TLDR: AI agents can write code and browse the web, but design sense remains an open problem. This blog tests the hypothesis that design can be encoded as agent-perceivable signals — CSS variables, semantic tokens, computed contrast ratios — and that agents can learn to evaluate and improve design through structured feedback.

The Question

AI agents are getting good at language tasks. They write code, summarize documents, browse websites, and execute multi-step workflows. But there’s one domain where they consistently struggle: visual design.

An agent can tell you the hex value of a button’s background color. It can list every CSS variable on a page. It can compute contrast ratios.
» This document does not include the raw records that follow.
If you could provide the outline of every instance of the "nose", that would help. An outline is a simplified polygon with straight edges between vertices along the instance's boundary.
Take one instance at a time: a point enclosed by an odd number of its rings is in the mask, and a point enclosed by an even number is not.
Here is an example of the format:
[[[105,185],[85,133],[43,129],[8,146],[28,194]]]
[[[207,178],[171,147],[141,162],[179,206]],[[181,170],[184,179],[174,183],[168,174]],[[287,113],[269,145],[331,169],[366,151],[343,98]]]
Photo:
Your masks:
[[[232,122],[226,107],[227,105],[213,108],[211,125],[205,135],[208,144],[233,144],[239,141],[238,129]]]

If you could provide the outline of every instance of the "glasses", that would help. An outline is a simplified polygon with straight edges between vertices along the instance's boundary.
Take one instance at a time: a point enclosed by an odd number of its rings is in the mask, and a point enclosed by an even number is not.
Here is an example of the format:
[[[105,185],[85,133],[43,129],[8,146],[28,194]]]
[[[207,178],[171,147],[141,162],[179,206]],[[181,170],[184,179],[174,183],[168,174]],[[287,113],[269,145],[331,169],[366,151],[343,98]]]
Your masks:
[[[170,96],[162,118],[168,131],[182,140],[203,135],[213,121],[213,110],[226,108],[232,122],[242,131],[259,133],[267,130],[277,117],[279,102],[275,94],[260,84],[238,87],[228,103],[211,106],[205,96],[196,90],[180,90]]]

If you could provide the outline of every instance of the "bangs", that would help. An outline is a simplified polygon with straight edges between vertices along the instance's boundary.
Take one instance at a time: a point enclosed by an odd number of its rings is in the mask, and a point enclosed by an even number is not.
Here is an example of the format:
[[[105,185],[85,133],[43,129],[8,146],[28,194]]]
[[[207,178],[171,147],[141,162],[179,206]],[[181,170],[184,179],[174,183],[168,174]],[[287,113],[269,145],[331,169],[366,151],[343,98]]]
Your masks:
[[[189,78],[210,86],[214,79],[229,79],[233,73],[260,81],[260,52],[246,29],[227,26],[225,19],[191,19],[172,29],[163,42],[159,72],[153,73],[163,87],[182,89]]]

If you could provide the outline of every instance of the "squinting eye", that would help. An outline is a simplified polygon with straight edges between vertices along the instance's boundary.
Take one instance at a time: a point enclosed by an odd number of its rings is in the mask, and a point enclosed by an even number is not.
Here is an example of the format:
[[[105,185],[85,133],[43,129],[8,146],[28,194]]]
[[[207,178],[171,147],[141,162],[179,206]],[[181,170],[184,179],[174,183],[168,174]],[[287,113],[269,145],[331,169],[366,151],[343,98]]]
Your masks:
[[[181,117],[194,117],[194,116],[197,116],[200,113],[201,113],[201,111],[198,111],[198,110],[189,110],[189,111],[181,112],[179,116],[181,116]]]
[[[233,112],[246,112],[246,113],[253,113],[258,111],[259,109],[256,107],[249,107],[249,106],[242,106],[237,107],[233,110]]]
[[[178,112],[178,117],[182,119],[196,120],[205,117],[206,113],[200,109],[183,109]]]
But can it tell you whether that button looks good? Can it critique a layout? Can it learn to make better design decisions over time?

This blog exists to answer that question.

Why It Matters

Design is not just an aesthetic concern. Design decisions affect:

Usability — Good contrast ratios improve readability by 40%
Trust — Consistent visual systems increase user confidence
Conversion — Layout decisions directly impact click-through and engagement
Accessibility — Design choices determine whether a site is usable by people with disabilities

If AI agents can learn to evaluate and improve design, they can:

Audit existing sites for design issues automatically
Generate layouts that follow proven design principles
Maintain visual consistency across growing design systems
Make accessibility recommendations as part of routine code review

The Approach

We’re approaching this question through four sub-investigations:

1. Perception — What can agents actually see? Agents don’t have eyes. They parse the DOM, read CSS, and access computed styles. The first question is: what design signals are available in this data? Which ones are reliable? We’re building a catalog of agent-perceivable design signals — CSS variable coverage, contrast ratios, spacing consistency, semantic naming coverage.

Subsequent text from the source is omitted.